Hoje eu encontrei um antigo desenho seu embaixo da cama,
amor. Você deve ter esquecido aqui quando foi embora correndo. Lembra quando
você desenhou aquela bebê sorridente no colo da mãe? Não as conhecíamos, mas
você se apaixonou pelo jeito meigo daquela criança sorrir, mesmo sem dente, com
as bochechas enormes e o lacinho rosa preso no pouco cabelo castanho. Então
você a desenhou porque queria que a nossa filha fosse assim também. A gente nem
sabia qual seria o sexo do bebê, mas você tinha certeza que seria uma menina,
como essa do parque.
Esse desenho me fez lembrar dos nossos momentos, meu amor.
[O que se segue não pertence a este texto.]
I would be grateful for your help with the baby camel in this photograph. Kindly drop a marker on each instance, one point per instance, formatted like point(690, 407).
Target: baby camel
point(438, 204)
De todos eles. Da sua felicidade ao descobrir que você estava grávida, ao se jogar
nos meus braços e me apertar bem forte, com suas pernas balançando e a sua
risada contagiante. Das pintas que pintam as suas costas e de como eu gostava
de passar os dedos por ela. Da sua respiração calma quando você dormia, o único
momento do dia em que você não estava agitada.
Sorrio ao lembrar dos seus passos de dança no meio da madrugada,
com um rabo de cavalo mal feito, seus cabelos loiros balançando no ritmo da
melodia. De acordar e ver você pintando, usando uma velha camisa minha. Sorrio
ao lembrar de você sempre rindo, alegre.
Lembro também dos seus ataques, de você sair correndo de
casa na escuridão e eu correr atrás de você, temendo que fizesse algo estúpido.
Lembro das lágrimas marcando sua face nos piores momentos. Como na hora que
você me abandonou.
Lembro de como você sussurrava "eu te amo" e
também lembro da sua voz quando disse adeus.
E eu não queria lembrar da vez que você descobriu que perdeu
a nossa bebê. Não queria lembrar do seu desespero, da sua dor. E de como você
pegou as suas coisas e partiu, deixando nosso quarto uma bagunça, como se
tivesse passado um furacão por ali. Você era o furacão, meu amor. Você bagunçou
toda a minha vida, mas eu fui feliz na nossa bagunça, na nossa falta de rotina.
Fui feliz com seus cafés ralos, com o peso do seu corpo quando você se jogava
em mim, com o seu sorriso, com a visão de você pintando o pôr do sol, deitada
na entrada da casa. Você foi embora e deixou para trás nossas lembranças, que
tanto me torturam.
Recebi a ligação do seu irmão alguns dias depois de sua
partida. Lembra como ele se preocupava com você? E dos churrascos que nós três
fazíamos no quintal? Então, ele me ligou. Disse-me que você tinha sofrido um
acidente de carro, que você tinha partido de verdade. Eu não consegui
acreditar, porque é inimaginável existir em um mundo que você não exista. Eu
olho para entrada da casa e você não está lá desenhando o pôr-do-sol. Eu olho
para cozinha e você não está lá cantarolando alguma melodia e fazendo seu café
horroroso. E não ter você nos meus braços dói demais.
Acho que tem lágrimas escorrendo pela minha face. Eu olho
para esse desenho da garotinha e penso como teríamos sido felizes com a nossa
própria filha, como tudo teria sido diferente se você não a tivesse perdido,
como eu ainda poderia dizer que te amo e você abrir aquele lindo sorriso.
Mas a nossa menina se foi, e você se foi com ela.